In the following map, we show the geographical boundaries of all school districts in California. We use the contextily package to add a basemap to the plot.

# Plotting with basemap
gdf = gdf.to_crs(epsg=3857)
ax = gdf.plot(
    figsize=(10,10),
    edgecolor="white",
    linewidth=0.5
)
ctx.add_basemap(ax)
ax.axis('off')
plt.show()
Figure A.1: California School Districts

The total number of school districts in the shapefile is given by:

# Number of school districts in shapefile
len(gdf)
937

However, not all school districts in the shapefile are present in the caschool.csv dataset. To identify the school districts common to both datasets, we perform an inner merge based on the district codes. The dist_cod column in caschool.csv represents the unique identifier for each school district, while in the shapefile the corresponding column is CDCode (the last five digits). We use these columns to merge our dataset with the gdf dataframe.
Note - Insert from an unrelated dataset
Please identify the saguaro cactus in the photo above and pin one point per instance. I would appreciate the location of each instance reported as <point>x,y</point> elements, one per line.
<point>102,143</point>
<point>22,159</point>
# Take last five digits of district CDCode in shapefile
gdf["CDCode_str"] = gdf["CDCode"].astype(str).str[-5:]
# Make district code in data string
CAschool["dist_cod_str"] = CAschool["dist_cod"].astype(str)
# Merge data with shapefile
merged_gdf = gdf.merge(CAschool, left_on="CDCode_str", right_on="dist_cod_str", how="left")

In the next figure, we create choropleth maps to show how variables of interest are distributed across California school districts. We consider the average test scores (testscr), the student-teacher ratio (str), the average district income (avginc), and the percentage of English learners (el_pct) in the districts.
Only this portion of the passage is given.